I saw a post on lobster saying that restic used content defined chunking. Does kopia use something similar?
Not only rolling hashes, but also content defined chunking GitHub - restic/chunker: Implementation of Content Defined Chunking (CDC) in Go which is just magic really. Deduplicating segments not at block boundaries.
Yes, Kopia does indeed use something similar. Restic calls them chunking, Kopia calls them ‘Splitters’. Both tools use so called rolling hash, I am not exactly sure what Restic uses, but I think it is Rabin-Karp algorithm.

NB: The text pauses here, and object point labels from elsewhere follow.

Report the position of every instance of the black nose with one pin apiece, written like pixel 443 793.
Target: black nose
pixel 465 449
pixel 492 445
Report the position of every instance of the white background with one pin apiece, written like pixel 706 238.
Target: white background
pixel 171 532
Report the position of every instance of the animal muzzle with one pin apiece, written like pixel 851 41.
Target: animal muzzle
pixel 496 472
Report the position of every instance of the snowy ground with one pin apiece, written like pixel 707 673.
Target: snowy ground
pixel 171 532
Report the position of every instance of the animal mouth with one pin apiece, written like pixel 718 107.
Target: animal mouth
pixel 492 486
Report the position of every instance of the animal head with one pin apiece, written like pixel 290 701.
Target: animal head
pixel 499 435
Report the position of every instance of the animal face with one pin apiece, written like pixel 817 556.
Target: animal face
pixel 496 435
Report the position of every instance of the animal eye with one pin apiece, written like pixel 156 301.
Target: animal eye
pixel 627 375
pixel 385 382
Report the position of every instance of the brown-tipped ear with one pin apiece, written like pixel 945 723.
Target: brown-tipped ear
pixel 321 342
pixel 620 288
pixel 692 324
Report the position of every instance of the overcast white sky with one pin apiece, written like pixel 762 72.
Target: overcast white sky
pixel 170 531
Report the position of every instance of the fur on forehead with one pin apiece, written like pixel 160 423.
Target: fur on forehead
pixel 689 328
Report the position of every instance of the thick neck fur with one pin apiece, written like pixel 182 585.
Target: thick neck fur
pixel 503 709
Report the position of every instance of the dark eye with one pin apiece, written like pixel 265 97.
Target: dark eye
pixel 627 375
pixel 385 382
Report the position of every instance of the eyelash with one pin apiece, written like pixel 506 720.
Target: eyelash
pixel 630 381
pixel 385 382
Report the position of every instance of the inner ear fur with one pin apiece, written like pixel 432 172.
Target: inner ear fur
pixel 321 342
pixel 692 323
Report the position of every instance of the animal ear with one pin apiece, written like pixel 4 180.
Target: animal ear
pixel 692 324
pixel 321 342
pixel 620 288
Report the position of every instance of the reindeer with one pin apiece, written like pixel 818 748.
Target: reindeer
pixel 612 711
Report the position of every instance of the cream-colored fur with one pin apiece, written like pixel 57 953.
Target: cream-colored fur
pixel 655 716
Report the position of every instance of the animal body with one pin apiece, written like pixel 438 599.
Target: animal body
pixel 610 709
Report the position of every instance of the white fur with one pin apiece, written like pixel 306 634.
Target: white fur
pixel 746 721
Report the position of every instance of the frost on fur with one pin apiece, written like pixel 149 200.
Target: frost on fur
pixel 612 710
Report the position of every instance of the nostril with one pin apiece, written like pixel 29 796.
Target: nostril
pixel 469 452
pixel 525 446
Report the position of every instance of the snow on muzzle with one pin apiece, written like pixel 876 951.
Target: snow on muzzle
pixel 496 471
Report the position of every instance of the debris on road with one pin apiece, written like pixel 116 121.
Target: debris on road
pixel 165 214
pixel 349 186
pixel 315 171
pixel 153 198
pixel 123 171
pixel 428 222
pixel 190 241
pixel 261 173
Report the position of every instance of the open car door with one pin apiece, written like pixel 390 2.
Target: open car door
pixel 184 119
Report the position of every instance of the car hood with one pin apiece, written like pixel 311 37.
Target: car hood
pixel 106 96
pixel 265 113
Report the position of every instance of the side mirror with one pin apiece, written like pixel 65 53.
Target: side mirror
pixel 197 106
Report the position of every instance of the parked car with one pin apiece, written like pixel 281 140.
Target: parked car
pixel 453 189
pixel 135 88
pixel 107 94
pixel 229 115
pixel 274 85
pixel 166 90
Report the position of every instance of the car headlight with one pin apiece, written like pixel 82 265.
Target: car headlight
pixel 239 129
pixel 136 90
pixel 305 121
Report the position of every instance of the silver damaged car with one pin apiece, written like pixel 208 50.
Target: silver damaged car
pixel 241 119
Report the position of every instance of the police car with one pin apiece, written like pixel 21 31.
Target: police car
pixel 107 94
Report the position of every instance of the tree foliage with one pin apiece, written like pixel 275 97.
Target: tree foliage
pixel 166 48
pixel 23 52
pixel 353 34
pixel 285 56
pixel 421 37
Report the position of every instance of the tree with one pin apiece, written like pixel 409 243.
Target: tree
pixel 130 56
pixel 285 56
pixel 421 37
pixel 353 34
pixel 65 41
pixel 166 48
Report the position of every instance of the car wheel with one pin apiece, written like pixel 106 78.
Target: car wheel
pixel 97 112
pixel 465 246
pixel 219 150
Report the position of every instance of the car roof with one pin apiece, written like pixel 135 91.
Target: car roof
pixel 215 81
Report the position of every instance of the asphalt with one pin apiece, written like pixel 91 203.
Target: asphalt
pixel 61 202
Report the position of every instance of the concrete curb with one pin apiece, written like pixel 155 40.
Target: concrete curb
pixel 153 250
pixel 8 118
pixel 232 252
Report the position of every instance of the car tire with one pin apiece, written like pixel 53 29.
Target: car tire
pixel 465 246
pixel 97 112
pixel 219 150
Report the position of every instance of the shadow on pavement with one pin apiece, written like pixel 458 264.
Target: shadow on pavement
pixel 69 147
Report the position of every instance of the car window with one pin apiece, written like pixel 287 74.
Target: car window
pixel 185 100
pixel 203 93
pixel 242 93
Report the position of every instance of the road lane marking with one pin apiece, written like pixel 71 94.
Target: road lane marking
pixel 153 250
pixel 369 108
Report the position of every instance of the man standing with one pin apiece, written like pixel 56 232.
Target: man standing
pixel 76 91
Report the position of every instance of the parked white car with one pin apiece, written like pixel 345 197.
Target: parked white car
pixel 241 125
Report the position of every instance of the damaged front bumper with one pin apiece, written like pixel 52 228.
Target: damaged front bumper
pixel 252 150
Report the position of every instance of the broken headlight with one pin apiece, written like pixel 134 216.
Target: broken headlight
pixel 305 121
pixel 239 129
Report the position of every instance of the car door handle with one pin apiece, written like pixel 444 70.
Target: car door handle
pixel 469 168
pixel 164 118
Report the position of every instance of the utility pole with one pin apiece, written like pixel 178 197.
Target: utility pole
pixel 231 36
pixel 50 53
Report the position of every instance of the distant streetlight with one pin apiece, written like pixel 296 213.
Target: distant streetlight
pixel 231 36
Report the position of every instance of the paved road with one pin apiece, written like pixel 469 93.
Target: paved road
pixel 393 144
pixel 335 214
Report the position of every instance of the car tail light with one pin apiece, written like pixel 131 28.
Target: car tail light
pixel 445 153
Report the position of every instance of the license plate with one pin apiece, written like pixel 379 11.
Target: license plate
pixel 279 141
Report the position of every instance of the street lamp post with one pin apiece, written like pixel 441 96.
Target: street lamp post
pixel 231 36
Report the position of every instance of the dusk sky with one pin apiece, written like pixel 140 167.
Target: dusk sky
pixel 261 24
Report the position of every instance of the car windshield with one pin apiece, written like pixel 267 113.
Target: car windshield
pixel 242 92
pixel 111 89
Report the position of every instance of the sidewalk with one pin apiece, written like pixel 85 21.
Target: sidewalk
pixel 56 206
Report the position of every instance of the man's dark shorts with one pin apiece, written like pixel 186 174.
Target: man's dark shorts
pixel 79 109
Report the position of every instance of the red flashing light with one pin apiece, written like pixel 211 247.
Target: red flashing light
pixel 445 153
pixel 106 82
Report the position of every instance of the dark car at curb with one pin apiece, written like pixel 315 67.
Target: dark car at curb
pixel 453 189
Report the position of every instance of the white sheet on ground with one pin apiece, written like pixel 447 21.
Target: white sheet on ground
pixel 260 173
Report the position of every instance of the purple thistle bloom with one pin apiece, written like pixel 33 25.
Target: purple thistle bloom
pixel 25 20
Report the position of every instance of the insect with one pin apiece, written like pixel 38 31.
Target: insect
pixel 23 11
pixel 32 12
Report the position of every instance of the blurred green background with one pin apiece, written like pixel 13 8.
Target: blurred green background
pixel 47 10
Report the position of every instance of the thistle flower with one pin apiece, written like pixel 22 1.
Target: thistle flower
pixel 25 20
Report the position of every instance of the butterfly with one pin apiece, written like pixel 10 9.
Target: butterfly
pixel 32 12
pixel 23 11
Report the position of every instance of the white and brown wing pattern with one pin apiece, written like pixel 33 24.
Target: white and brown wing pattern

Kopia also provides you with a variety of splitters, though this is not well documented, if you run
kopia benchmark splitter, you might see something like this:
splitting 16 blocks of 32MiB each, parallelism 1
DYNAMIC 307.8 MB/s count:107 min:9467 10th:2277562 25th:2971794 50th:4747177 75th:7603998 90th:8388608 max:8388608
DYNAMIC-1M-BUZHASH 319 MB/s count:428 min:9467 10th:612999 25th:766808 50th:1158068 75th:1744194 90th:2097152 max:2097152
DYNAMIC-1M-RABINKARP 96.2 MB/s count:391 min:213638 10th:623062 25th:813953 50th:1328673 75th:2097152 90th:2097152 max:2097152
DYNAMIC-2M-BUZHASH 301.5 MB/s count:204 min:64697 10th:1210184 25th:1638276 50th:2585985 75th:3944217 90th:4194304 max:4194304
DYNAMIC-2M-RABINKARP 96.7 MB/s count:204 min:535925 10th:1235674 25th:1675441 50th:2525341 75th:3658905 90th:4194304 max:4194304
DYNAMIC-4M-BUZHASH 296.4 MB/s count:107 min:9467 10th:2277562 25th:2971794 50th:4747177 75th:7603998 90th:8388608 max:8388608
DYNAMIC-4M-RABINKARP 98 MB/s count:110 min:535925 10th:2242307 25th:2767610 50th:4400962 75th:6813401 90th:8388608 max:8388608
DYNAMIC-8M-BUZHASH 294.2 MB/s count:49 min:677680 10th:5260579 25th:6528562 50th:11102775 75th:16777216 90th:16777216 max:16777216
DYNAMIC-8M-RABINKARP 100.2 MB/s count:60 min:1446246 10th:4337385 25th:5293196 50th:8419217 75th:12334953 90th:16777216 max:16777216
FIXED 94 TB/s count:128 min:4194304 10th:4194304 25th:4194304 50th:4194304 75th:4194304 90th:4194304 max:4194304
FIXED-1M 56.9 TB/s count:512 min:1048576 10th:1048576 25th:1048576 50th:1048576 75th:1048576 90th:1048576 max:1048576
FIXED-2M 112.8 TB/s count:256 min:2097152 10th:2097152 25th:2097152 50th:2097152 75th:2097152 90th:2097152 max:2097152
FIXED-4M 159 TB/s count:128 min:4194304 10th:4194304 25th:4194304 50th:4194304 75th:4194304 90th:4194304 max:4194304
FIXED-8M 320.9 TB/s count:64 min:8388608 10th:8388608 25th:8388608 50th:8388608 75th:8388608 90th:8388608 max:8388608
Notice the names on the splitters: BUZHASH and RABINKARP. Both of these are rolling hashes (see the linked Wiki article above). Kopia allows you to select how long each split is: from 1M to 8M; and also how to compute them: fixed, BUZHASH, RABINKARP. Based on your benchmarks that you use on your data, you can select the one that suits you the best.